In [0]:
#pip install evidently==0.2.0

In [0]:
#%pip install mlflow

In [0]:
#%pip install numpy==1.23.5

In [0]:
#%pip install scikit-learn==0.24.1

In [0]:
import evidently
import pandas as pd
import numpy as np

## Load Model 

In [0]:
import mlflow.pyfunc

# Load the model
model_path = "dbfs:/databricks/mlflow-tracking/1303991687879297/969793f27af7446489a004f6163b7cca/artifacts/model"
model = mlflow.pyfunc.load_model(model_path)

In [0]:
dbutils.fs.ls("/FileStore/tables")

## Load Data

In [0]:
train_data = pd.read_csv("/dbfs/FileStore/tables/train_data.csv")

In [0]:
test_data = pd.read_csv("/dbfs/FileStore/tables/test_data.csv")
test_data.head()

## Validate Results

In [0]:
# Drop the target column (if it exists) to get only features
X_test = test_data.drop(columns=["Diabetes_binary"], errors="ignore")

# Predict using the loaded model
y_pred = model.predict(X_test)

# Add predictions to the test data for evaluation
test_data["Predictions"] = y_pred


In [0]:
from sklearn.metrics import f1_score, classification_report

# Assuming 'Diabetes_binary' is your true label column
y_true = test_data["Diabetes_binary"]
y_pred = test_data["Predictions"]


# classification report
print("\nClassification Report:")
print(classification_report(y_true, y_pred))

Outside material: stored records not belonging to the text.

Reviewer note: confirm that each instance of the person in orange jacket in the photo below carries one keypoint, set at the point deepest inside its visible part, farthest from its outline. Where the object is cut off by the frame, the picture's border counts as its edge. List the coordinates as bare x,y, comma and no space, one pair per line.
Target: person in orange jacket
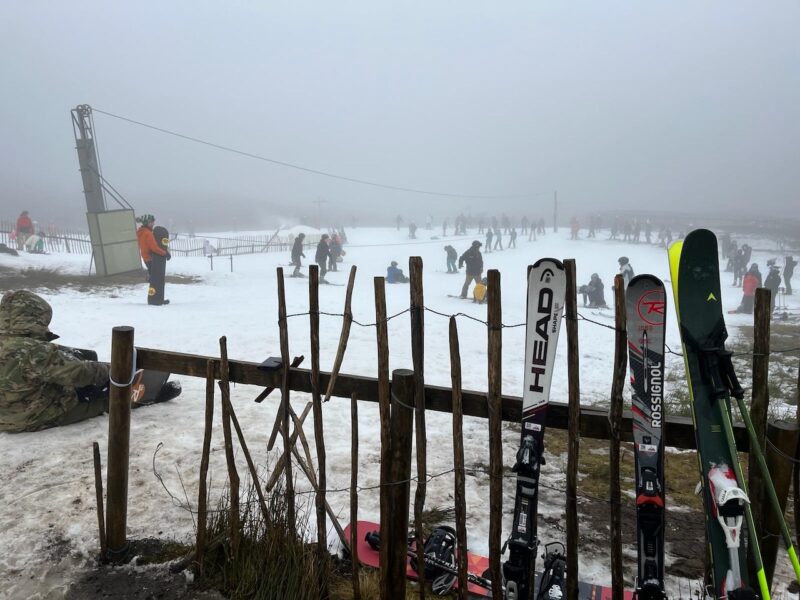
147,241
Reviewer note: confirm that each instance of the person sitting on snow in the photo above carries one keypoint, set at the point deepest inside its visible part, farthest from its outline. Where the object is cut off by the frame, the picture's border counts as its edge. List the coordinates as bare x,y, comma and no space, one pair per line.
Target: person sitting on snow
394,274
42,384
592,292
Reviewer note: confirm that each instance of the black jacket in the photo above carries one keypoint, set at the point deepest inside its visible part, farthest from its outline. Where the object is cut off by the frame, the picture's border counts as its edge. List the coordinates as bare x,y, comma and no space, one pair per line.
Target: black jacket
297,249
323,252
474,260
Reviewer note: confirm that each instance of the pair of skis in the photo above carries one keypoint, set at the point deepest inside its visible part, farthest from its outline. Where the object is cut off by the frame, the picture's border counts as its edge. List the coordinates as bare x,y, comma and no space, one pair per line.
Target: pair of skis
694,268
645,303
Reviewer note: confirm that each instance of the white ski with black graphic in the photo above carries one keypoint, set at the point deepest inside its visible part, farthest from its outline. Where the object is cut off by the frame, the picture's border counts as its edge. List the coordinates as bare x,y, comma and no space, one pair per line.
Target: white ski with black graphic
546,292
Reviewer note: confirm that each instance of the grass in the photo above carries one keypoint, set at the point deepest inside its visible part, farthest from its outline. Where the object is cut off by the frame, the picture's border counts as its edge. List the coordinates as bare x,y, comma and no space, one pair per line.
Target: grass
41,278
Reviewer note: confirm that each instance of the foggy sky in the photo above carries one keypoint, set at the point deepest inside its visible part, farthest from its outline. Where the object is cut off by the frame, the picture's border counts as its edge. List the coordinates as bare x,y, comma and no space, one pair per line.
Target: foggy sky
682,105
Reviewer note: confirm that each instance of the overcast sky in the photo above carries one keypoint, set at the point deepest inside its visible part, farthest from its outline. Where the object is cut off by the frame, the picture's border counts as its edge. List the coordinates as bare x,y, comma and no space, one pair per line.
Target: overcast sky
681,105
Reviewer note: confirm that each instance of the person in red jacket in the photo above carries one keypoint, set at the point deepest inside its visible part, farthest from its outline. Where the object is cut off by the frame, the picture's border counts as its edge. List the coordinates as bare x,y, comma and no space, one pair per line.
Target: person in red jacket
24,228
749,284
147,241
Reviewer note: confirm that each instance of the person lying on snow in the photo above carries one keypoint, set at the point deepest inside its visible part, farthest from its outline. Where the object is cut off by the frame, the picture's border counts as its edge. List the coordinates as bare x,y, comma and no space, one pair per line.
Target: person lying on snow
42,384
394,274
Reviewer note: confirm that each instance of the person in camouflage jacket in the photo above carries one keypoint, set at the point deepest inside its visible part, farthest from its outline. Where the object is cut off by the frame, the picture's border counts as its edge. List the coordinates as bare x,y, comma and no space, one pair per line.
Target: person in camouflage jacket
40,381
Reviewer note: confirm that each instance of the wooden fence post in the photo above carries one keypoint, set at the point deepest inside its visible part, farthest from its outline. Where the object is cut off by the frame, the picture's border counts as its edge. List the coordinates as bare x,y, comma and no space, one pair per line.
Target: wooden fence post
398,488
319,437
615,423
573,376
287,448
418,359
495,358
458,461
119,439
758,413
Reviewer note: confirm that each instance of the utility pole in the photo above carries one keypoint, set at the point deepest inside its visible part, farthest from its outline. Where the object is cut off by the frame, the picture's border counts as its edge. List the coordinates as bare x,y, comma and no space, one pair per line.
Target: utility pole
555,211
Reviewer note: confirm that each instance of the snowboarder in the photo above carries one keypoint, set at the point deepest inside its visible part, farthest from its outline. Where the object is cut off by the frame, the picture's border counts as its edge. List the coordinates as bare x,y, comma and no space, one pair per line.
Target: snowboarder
625,269
452,255
394,274
322,255
788,271
42,384
474,262
773,284
148,244
592,292
297,253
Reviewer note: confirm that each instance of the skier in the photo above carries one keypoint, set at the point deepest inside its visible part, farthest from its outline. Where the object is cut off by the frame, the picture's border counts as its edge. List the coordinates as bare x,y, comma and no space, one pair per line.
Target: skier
474,262
322,255
749,284
498,238
42,384
773,284
147,243
297,253
394,274
452,255
24,229
625,269
788,271
592,292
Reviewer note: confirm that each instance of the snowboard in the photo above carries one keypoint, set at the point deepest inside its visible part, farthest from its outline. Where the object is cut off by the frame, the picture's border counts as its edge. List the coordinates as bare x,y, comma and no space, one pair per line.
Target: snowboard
694,269
476,565
158,268
645,309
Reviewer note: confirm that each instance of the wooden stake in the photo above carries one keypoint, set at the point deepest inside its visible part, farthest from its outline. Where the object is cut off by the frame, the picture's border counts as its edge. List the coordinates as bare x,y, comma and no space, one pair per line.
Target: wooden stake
573,376
495,354
319,437
233,474
615,424
345,335
202,493
98,488
418,358
119,439
284,341
354,493
458,461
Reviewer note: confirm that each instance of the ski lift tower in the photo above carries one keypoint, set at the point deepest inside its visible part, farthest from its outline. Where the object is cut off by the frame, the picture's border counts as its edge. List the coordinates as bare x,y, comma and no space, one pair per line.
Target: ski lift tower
112,232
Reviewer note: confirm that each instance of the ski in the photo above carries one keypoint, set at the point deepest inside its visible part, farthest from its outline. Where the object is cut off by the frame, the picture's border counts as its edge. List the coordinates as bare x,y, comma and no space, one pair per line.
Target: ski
645,305
546,293
694,269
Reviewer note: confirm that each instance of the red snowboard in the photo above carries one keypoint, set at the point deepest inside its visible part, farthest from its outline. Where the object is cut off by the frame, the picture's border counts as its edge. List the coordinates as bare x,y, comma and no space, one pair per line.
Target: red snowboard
476,565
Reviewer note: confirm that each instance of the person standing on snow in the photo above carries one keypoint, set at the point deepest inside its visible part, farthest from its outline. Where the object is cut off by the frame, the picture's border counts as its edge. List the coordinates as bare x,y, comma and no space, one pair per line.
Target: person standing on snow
452,255
147,242
625,269
322,255
297,253
474,262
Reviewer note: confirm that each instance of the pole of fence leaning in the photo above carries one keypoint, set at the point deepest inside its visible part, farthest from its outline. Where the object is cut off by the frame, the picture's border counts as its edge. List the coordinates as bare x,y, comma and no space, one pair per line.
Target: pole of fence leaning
615,423
119,438
384,401
319,438
284,343
495,380
354,494
758,414
573,429
458,461
394,530
418,359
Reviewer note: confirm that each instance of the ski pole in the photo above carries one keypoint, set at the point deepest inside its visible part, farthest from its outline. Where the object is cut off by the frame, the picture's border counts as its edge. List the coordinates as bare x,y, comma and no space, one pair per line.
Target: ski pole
755,448
727,425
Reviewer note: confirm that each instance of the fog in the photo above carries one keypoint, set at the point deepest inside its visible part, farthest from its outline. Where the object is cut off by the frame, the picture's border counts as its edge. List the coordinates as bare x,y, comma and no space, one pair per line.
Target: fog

## Model Monitoring with Evidently AI 

In [0]:
from evidently.dashboard import Dashboard
from evidently.tabs import DataDriftTab, ClassificationPerformanceTab


In [0]:
train_data.head()

In [0]:
test_data.head()

In [0]:
# Ensure `train_data` has all the required features for prediction
X_train = train_data.drop(columns=["Diabetes_binary"], errors="ignore") 

# Generate predictions using the trained model
train_predictions = model.predict(X_train)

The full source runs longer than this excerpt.